Most people who are obese are highly unlikely to ever return to a normal weight, according to a new study. There is a 1-in-210 chance for an obese man to have a healthy body weight while women have a 1-in-124 chance, according to a study by scientists at King's College London.
For people diagnosed with severe obesity, the prognosis is even worse -- the chance for men to regain normal weight is only 1-in-1290, and for women, 1-in-677. Health officials warn that obesity is a serious global public health epidemic, and figures from the World Health Organization show that the disease has more than doubled since 1980 and that almost 40 percent of adults measured were obese in 2014.
The study, published in the American Journal of Public Health, suggests that current public health attempts to fix obesity are failing to show results.
"Once an adult becomes obese, it is very unlikely that they will return to a healthy body weight. New approaches are urgently needed to deal with this issue," first author Alison Fildes said, in a press release. "Obesity treatments should focus on preventing overweight and obese patients gaining further weight, while also helping those that do lose weight to keep it off. More importantly, priority needs to be placed on preventing weight gain in the first place."
The researchers tracked the weight of 279,000 men and women through British health records between 2004 and 2014. They used three or more measurements of their body mass index (BMI) to track their weight changes. Patients who underwent bariatric surgery or other weight-altering procedures were excluded from the study.
They found that men only had a 1-in-12 chance of losing 5 percent of their weight, while women had a 1-in-10 chance. Keeping the weight off was even harder, with over 50 percent of subjects regaining lost weight within five years, and a third of all patients showing fluctuating weight.

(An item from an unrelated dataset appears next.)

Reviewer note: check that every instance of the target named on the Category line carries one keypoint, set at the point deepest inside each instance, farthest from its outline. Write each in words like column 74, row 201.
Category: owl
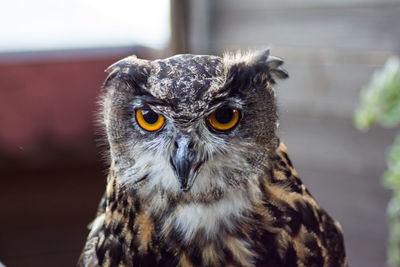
column 198, row 175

"Losing 5 to 10 percent of your body weight has been shown to have meaningful health benefits and is often recommended as a weight loss target," Fildes said. "These findings highlight how difficult it is for people with obesity to achieve and maintain even small amounts of weight loss."
The study said that most people in the U.K. attempt to tackle obesity by getting a referral from their general physician to a weight management program that typically focused on calorie reduction and exercise.
However, co-author Martin Guilliford said that the study emphasized the need to focus on preventing obesity. "Current strategies to tackle obesity, which mainly focus on cutting calories and boosting physical activity, are failing to help the majority of obese patients to shed weight and maintain that weight loss. The greatest opportunity for stemming the current obesity epidemic is in wider-reaching public health policies to prevent obesity in the population."